Paris, Temucuicui, 19 novembre 2018 - Camilo Catrillanca, âgé de 24 ans, membre de la communauté Mapuche a été assassiné lors d’un incident impliquant le Comando Jungla, une force de police créée par le président Piñera pour réprimer l’insurrection dans la région de l’Araucanie « dans le but de combattre efficacement le terrorisme ».
Le 14 novembre 2018, un groupe du Comando Jungla est entré dans la communauté de Temucuicui à la recherche de voitures supposées volées, en tirant sur ses membres, notamment sur Camilo Catrillanca alors qu’il était au volant de son tracteur. Ce dernier a reçu en pleine la tête un impact de balle tirée dans son dos.
D’après la version de l’adolescent de 15 ans, membre de cette communauté, passager du tracteur avec la victime, qui a assisté à la scène, les policiers ont tiré de nombreux coups de feu, dont un a touché le tracteur, puis un deuxième la tête de Camilo Catrillanca. L’accident fut filmé par les effectifs de police puis, comme l’ont reconnu les forces de l’ordre du Chili, effacé par ces derniers, ce qui constitue un délit d’entrave à l’exercice de la justice. À la suite de l’accident, l’adolescent fut arrêté et torturé par les forces de police, ce qui a conduit l’Institut national des droits humains à déposer une plainte pour les faits en question.
En juin 2018 le président Piñera a engagé une militarisation de facto de la région de l’Araucanie en installant un « Comando Jungla » composé de gendarmes formés en Colombie. Équipés de matériels de guerre (tanks, drones, uniformes spéciaux pour se déplacer dans les forêts, entre autres), ils sont chargés de lutter contre les mouvements de protestation du peuple Mapuche que le gouvernement a qualifié de terrorisme.
Parallèlement le gouvernement a annoncé en septembre dernier un « Accord national pour le développement et la paix dans la région de l’Araucanie » destiné à favoriser la reconnaissance des droits, le développement économique de cette région densément peuplée de Mapuche, et l’ouverture d’un dialogue.
La FIDH et l’Observatorio Ciudadano, organisation membre de la FIDH au Chili, condamnent énergiquement les agissements de la police qui, conformément à tous les éléments de preuve, ont engendré le meurtre de Camilo Catrillanca. Ils demandent le démantèlement immédiat du Comando Jungla.

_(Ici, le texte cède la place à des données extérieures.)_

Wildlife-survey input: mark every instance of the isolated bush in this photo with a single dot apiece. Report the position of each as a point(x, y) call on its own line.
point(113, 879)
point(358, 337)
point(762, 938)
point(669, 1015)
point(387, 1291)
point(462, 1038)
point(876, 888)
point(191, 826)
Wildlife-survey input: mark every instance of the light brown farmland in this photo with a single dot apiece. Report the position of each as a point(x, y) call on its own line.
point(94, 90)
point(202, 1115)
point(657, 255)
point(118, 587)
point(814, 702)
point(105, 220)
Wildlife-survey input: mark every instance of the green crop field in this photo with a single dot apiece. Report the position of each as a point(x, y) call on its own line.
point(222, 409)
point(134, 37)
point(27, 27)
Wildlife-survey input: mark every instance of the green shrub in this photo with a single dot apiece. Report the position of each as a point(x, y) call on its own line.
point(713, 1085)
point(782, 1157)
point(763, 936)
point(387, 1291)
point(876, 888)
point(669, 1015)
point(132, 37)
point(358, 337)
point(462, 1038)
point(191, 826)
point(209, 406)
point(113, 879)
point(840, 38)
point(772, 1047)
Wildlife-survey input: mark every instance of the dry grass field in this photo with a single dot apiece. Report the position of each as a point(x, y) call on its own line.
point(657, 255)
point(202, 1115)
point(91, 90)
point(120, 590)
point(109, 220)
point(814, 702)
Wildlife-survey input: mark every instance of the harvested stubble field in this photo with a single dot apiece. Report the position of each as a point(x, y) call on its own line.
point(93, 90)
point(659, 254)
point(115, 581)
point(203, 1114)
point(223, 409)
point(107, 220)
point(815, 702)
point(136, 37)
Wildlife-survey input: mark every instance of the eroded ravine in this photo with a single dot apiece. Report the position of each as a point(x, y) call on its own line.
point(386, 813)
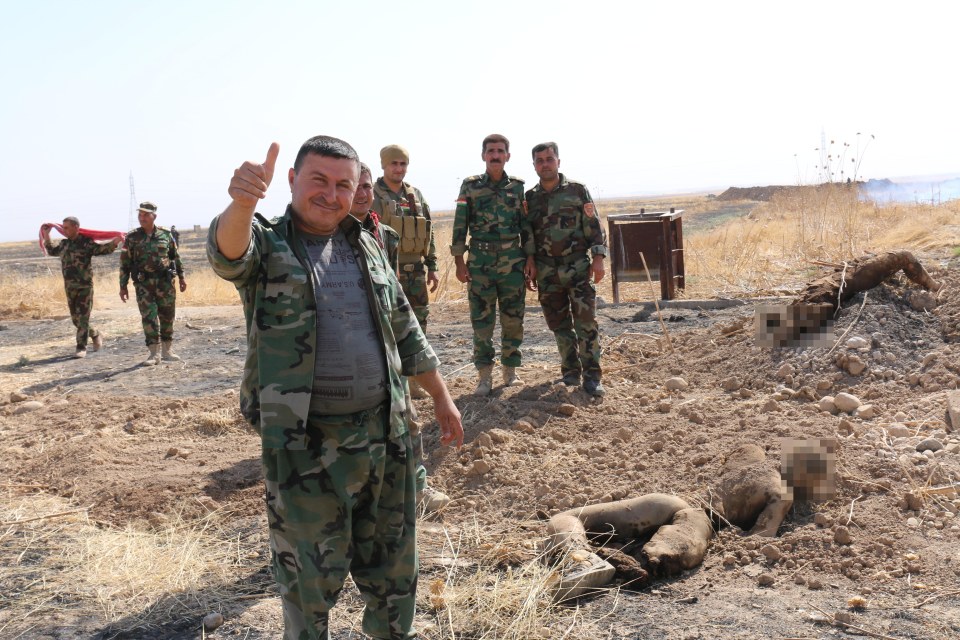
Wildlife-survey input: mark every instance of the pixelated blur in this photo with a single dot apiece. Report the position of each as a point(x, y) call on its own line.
point(791, 326)
point(807, 469)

La FIDH et l’Observatorio Ciudadano considèrent que les événements du 14 novembre sont une preuve de plus du traitement discriminatoire que fait subir l’État chilien au peuple Mapuche. Les gendarmes justifient les événements en invoquant le vol supposé de véhicules par les membres de la communauté. Mais l’opération militaire qui s’est déployée était une mesure totalement disproportionnée pour une infraction de droit commun de ce type. En effet on a évoqué des dizaines d’hommes en uniforme entrant dans la communauté, l’usage de plusieurs hélicoptères et des tirs en rafales. De plus, il convient de souligner que l’année 2018 a été marquée par une série de montages policiers réalisés en vue d’inculper des dirigeants mapuches, comme dans le cas de l’Opération Ouragan. La FIDH et l’Observatorio Ciudadano rappellent également que l’État chilien a été condamné en 2014 par le Cour interaméricaine des droits de l’homme pour discrimination raciale envers des chefs mapuches poursuivis et condamnés en vertu de la loi antiterroriste.

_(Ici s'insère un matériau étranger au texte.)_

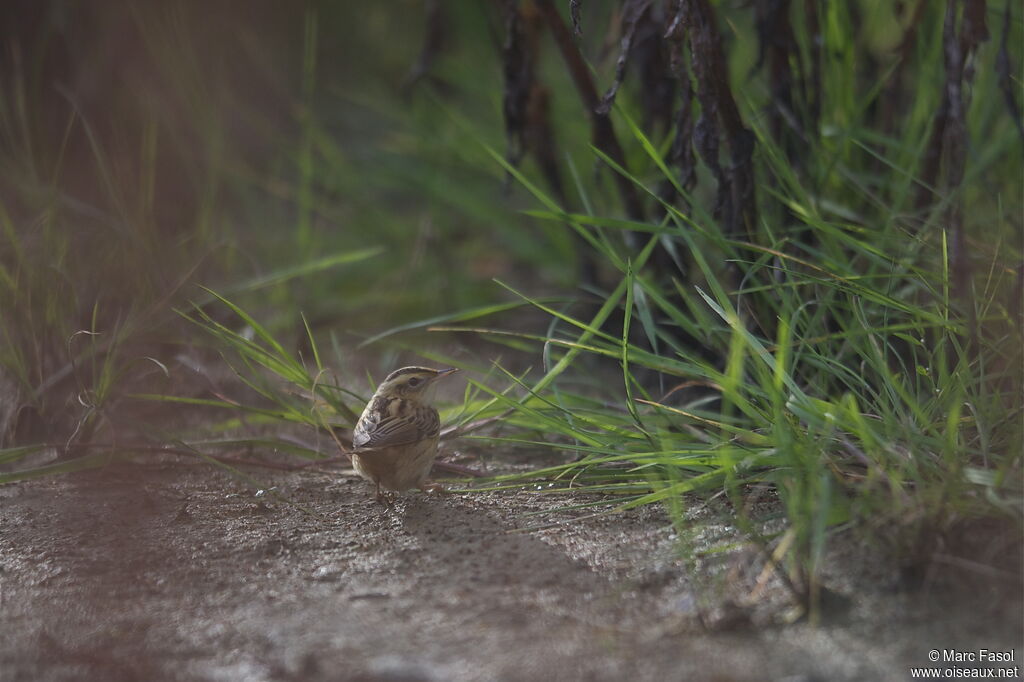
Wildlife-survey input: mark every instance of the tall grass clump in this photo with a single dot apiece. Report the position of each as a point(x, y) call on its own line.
point(844, 332)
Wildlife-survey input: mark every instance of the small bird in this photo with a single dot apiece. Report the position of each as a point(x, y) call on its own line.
point(395, 440)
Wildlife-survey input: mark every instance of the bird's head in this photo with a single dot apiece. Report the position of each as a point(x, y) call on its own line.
point(411, 382)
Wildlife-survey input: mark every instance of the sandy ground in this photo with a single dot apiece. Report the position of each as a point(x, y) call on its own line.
point(182, 572)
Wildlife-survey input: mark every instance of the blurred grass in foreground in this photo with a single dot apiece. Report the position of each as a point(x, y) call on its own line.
point(829, 353)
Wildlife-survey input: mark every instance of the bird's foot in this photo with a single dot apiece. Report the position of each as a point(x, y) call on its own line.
point(385, 498)
point(431, 486)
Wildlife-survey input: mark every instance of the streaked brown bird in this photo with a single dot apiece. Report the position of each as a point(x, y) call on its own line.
point(394, 442)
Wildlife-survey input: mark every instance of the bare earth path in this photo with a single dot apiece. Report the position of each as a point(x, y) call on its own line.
point(179, 572)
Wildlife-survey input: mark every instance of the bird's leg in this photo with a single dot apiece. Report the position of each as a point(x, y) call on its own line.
point(431, 486)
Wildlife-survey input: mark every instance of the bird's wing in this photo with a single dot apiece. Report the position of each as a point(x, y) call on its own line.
point(387, 428)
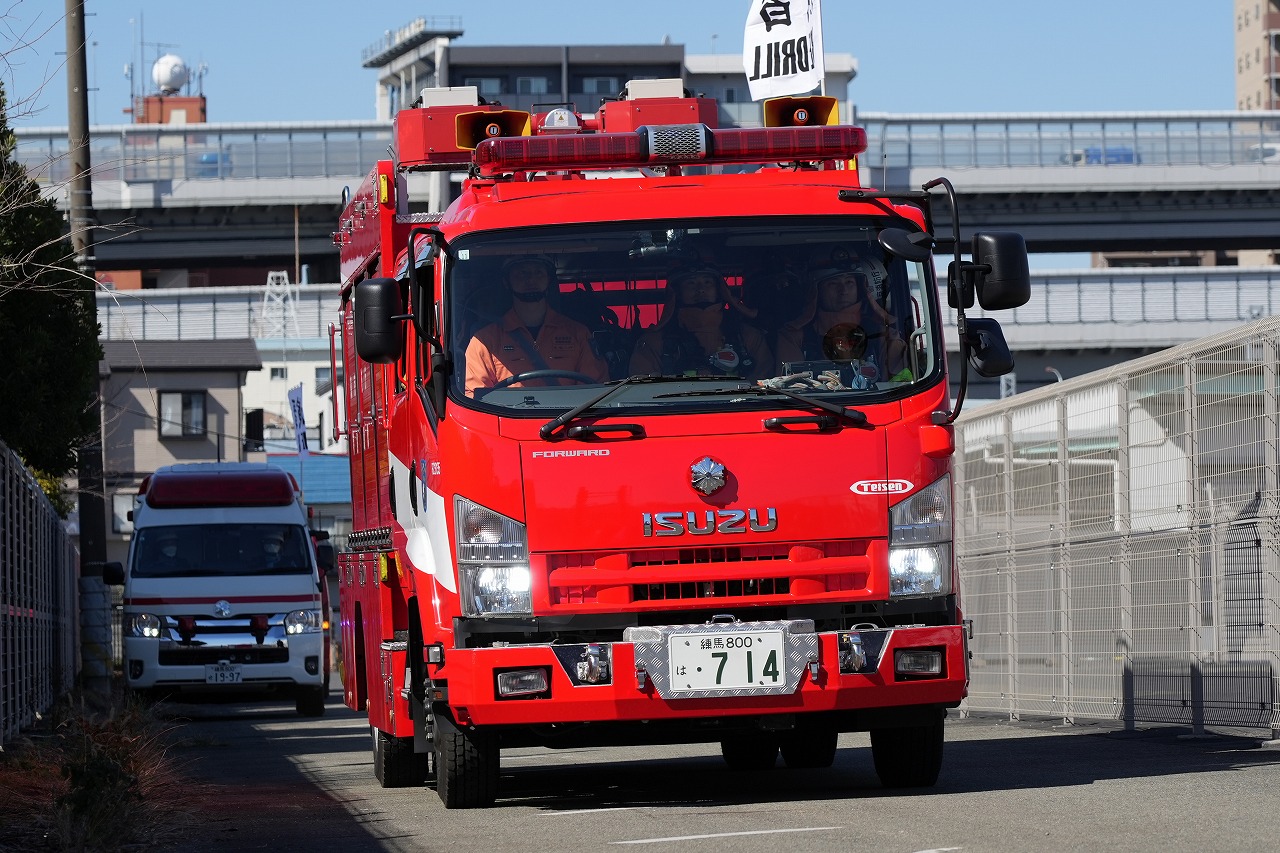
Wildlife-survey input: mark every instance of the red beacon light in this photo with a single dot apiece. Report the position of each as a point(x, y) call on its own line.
point(670, 145)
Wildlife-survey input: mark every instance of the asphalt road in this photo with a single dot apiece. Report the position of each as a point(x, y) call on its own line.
point(264, 779)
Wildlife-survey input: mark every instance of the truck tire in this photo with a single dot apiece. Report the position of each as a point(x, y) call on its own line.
point(396, 765)
point(908, 757)
point(758, 751)
point(466, 765)
point(310, 701)
point(809, 746)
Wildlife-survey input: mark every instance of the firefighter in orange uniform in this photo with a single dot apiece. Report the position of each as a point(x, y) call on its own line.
point(531, 336)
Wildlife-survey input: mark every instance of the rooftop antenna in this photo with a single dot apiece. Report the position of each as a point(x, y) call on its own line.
point(279, 308)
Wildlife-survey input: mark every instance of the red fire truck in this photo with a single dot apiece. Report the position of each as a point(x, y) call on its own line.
point(650, 438)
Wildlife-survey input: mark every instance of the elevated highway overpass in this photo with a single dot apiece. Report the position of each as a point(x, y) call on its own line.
point(1070, 182)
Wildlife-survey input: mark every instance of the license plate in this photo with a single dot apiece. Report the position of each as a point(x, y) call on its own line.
point(223, 674)
point(727, 660)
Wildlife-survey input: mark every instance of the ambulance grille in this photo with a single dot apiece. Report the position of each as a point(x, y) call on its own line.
point(673, 142)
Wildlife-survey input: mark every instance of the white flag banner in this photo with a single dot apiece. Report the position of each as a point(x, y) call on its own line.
point(300, 422)
point(782, 48)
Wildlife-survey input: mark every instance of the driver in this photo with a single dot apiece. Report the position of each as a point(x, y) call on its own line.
point(531, 336)
point(848, 323)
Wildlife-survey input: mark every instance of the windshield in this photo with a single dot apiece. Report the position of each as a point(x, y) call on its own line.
point(545, 319)
point(211, 550)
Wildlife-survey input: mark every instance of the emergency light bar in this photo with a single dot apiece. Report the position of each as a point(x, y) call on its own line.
point(670, 145)
point(240, 488)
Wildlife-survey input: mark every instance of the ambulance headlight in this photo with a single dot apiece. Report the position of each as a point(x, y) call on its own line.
point(146, 625)
point(302, 621)
point(919, 544)
point(493, 562)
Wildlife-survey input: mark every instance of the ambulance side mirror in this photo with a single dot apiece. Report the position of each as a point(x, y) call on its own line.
point(378, 311)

Camilo Catrillanca, âgé de 24 ans, était le petit fils du chef (« lonko ») Juan Catrillanca et le fils du président de la communauté Mapuche « Ignacio Queipul Millanao », Marcelo Catrillanca. Il était également étudiant militant et avait été à la tête de plusieurs mobilisations pour la défense des droits du peuple Mapuche dans la région. La FIDH et l’Observatorio Ciudadano exhortent les autorités à mener une enquête impartiale qui permette d’identifier les responsables et d’imposer des peines en accord avec la gravité des faits. Ils appellent également les autorités à mettre en œuvre une politique cohérente envers le peuple Mapuche visant à assurer des conditions de confiance nécessaires à l’instauration du dialogue et de la paix qu’elles se sont engagées à promouvoir, et à progresser dans la reconnaissance et la protection efficaces des droits de cette communauté et d’autres peuples indigènes au Chili conformément aux normes internationales en vigueur dans ce domaine.